Sponsored by Ben Luján (D-NM)
What it does
This bill would require manufacturers of digital electronic equipment to provide owners and independent repair shops with access to documentation, parts, tools, and diagnostic information needed to repair their products, on fair and reasonable terms. It would prohibit manufacturers from using software-based "parts pairing" or other mechanisms to block third-party repairs, degrade device performance after independent repair, or display false warnings about non-manufacturer parts. The Federal Trade Commission would enforce the law, and state attorneys general could bring civil actions as well. The bill exempts motor vehicles, medical devices, aircraft, and certain safety communications equipment.
Who benefits
Consumers who own digital electronics (smartphones, laptops, appliances, farm equipment, etc.) and want cheaper or faster repair options. Independent repair shops and technicians who currently cannot access manufacturer tools or parts. Small businesses that depend on electronic equipment and need faster turnaround than authorized service centers provide. Low-income consumers who cannot afford manufacturer repair prices. Rural residents far from authorized service centers. Aftermarket parts manufacturers and suppliers. Environmental advocates who argue repairability reduces electronic waste. Farmers who use digitally-controlled agricultural equipment and have faced restrictions on self-repair.
Who is hurt
Original equipment manufacturers (e.g., Apple, Samsung, John Deere) who would lose revenue from exclusive repair ecosystems and authorized service networks. Authorized repair providers whose competitive advantage over independent shops would be reduced. Manufacturers may argue that forced disclosure of repair information could expose trade secrets or create cybersecurity vulnerabilities, despite the bill's trade secret carve-out. Consumers who experience device damage or data breaches from independent repairs would have reduced recourse against manufacturers under the bill's liability shield. Workers at authorized repair centers could face reduced business volume.
Supporters argue
Supporters argue that manufacturers have increasingly used software locks and parts pairing to monopolize repair markets, forcing consumers to pay inflated prices or discard repairable devices. They contend that the FTC's own 2021 report found no empirical evidence that independent repairs compromise safety or security, and that repair restrictions cost consumers billions annually in unnecessary replacements.

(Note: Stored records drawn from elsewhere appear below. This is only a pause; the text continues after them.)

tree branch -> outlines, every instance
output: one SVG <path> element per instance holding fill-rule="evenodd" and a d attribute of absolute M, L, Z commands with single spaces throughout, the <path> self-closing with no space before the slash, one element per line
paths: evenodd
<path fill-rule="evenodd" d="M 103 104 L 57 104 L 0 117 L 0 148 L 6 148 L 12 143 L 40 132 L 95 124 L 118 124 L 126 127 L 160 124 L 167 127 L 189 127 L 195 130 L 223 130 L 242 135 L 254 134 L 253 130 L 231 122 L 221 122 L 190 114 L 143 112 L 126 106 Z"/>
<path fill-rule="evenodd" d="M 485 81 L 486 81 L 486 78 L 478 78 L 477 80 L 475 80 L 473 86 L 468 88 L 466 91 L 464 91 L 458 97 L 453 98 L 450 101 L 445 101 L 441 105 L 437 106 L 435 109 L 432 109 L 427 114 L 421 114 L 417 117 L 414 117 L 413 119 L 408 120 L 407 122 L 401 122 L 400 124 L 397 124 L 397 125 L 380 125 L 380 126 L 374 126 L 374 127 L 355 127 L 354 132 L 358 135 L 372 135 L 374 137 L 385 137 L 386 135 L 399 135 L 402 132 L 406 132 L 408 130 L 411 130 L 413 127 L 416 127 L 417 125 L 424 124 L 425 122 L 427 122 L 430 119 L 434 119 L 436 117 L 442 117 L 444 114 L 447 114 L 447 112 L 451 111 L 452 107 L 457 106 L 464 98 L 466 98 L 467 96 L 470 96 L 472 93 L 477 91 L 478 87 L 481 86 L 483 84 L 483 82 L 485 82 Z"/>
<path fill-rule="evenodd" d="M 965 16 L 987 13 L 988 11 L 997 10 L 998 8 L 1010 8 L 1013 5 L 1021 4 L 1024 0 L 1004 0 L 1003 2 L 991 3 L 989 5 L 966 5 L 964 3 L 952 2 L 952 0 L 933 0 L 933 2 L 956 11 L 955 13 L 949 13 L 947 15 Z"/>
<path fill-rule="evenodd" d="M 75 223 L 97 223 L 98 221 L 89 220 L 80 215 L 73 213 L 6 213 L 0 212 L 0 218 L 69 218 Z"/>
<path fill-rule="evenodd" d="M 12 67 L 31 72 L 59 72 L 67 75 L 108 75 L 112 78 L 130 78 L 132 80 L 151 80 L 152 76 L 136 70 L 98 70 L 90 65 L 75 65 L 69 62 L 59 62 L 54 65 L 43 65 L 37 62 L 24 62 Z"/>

They further argue the bill promotes sustainability by extending product lifespans and reducing the estimated 50 million metric tons of electronic waste generated globally each year.
Opponents argue
Opponents argue that requiring manufacturers to share diagnostic tools, security codes, and repair documentation — even with a trade secret carve-out — creates meaningful cybersecurity risks by expanding access to sensitive system information that bad actors could exploit. They contend that manufacturers invest heavily in integrated hardware-software design, and that forced sharing of proprietary repair infrastructure amounts to a compelled subsidy of competitors without compensation. They further argue that the bill's liability shield for manufacturer-caused harms from independent repairs removes important consumer protections.
Constitutional context
Congress's authority to regulate manufacturer-to-consumer commercial relationships rests on the Commerce Clause (Art. I, §8, cl. 3), as digital electronics are sold in interstate commerce. The bill directly delegates rulemaking authority to the FTC; under Loper Bright v. Raimondo (2024), courts would independently review whether any FTC rules exceed the statutory authority granted here, rather than deferring to the agency's interpretation. If the FTC issues broad rules, the major questions doctrine from West Virginia v. EPA (2022) could be invoked if a court finds the rules carry vast economic significance beyond what the bill's text clearly authorizes.
Checks and balances
The FTC gains new enforcement and rulemaking authority under this bill; checks include congressional oversight, state AG coordination requirements, judicial review of FTC rules under the post-Loper Bright independent judgment standard, and explicit statutory carve-outs limiting the FTC's reach.
Historical precedent
Several states — including New York (2023) and Colorado — have enacted right-to-repair laws for electronics and agricultural equipment, and the EU adopted a right-to-repair directive in 2024, but this bill would be the first federal right-to-repair law for general digital electronics in the United States.